Re "Investigation of CIA's harsh tactics is likely," Aug. 9
Thank you for covering the possible criminal investigation of CIA interrogations. Many citizens have been working toward bringing any and all war criminals to justice, not only because we are appalled and ashamed by what was done in our names but because we have prisons full of inmates living in inhumane conditions here in the United States who may have done nothing more serious than possessing illegal drugs.
Not for a moment does it escape the notice of the average citizen that if street criminals must be made to answer for their illegal activities, so must those at the highest levels of our government. Otherwise, how do we define justice?
Never in my 60 years have I wanted anything more than to see George W. Bush and Dick Cheney brought to justice. Your article offers no such hope and, in fact, never mentions those who gave the orders to torture.
I may be part of a small minority, but I just can't let this one go. I've moved on from Vietnam, watching black people hosed and set upon by growling dogs and countless other shameful moments, but I really believe that we need to fully investigate everyone involved in this nightmare, prosecute anyone who is implicated and punish those who are found guilty.
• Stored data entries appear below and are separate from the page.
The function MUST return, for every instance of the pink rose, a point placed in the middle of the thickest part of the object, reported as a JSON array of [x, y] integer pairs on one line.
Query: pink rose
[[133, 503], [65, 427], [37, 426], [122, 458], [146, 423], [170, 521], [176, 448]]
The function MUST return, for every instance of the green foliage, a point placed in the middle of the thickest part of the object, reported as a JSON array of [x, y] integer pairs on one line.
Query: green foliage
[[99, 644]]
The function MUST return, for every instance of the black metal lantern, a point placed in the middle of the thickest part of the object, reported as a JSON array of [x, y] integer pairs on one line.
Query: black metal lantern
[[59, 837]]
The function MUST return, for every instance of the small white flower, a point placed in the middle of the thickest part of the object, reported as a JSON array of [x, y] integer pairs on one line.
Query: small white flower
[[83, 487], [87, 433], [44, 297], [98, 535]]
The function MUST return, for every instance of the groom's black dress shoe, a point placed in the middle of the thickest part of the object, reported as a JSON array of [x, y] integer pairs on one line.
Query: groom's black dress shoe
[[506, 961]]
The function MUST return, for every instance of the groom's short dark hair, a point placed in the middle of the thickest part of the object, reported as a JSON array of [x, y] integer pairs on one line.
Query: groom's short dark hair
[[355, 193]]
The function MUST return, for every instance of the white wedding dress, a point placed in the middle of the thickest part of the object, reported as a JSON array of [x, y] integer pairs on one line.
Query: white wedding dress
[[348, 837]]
There was a time when a great speaker like President Obama could inspire and change the direction of America, but I think for most of us, the time for talking is over.
William R. Lawrence
Re "Bush's terror policies take a beating," Aug. 7
It is President Bush's anti-terror policies that are criticized, not his "terror" policies.
White House counter-terrorism advisor John O. Brennan's views revert to the pre- 9/11 notion that poverty causes terrorism, an incorrect observation given that most of the 9/11 hijackers (as well as many Al Qaeda members) came from wealthy families and were well-educated.
The greatest irony is that Obama has rightfully continued using many of the tough anti-terror policies of the Bush administration.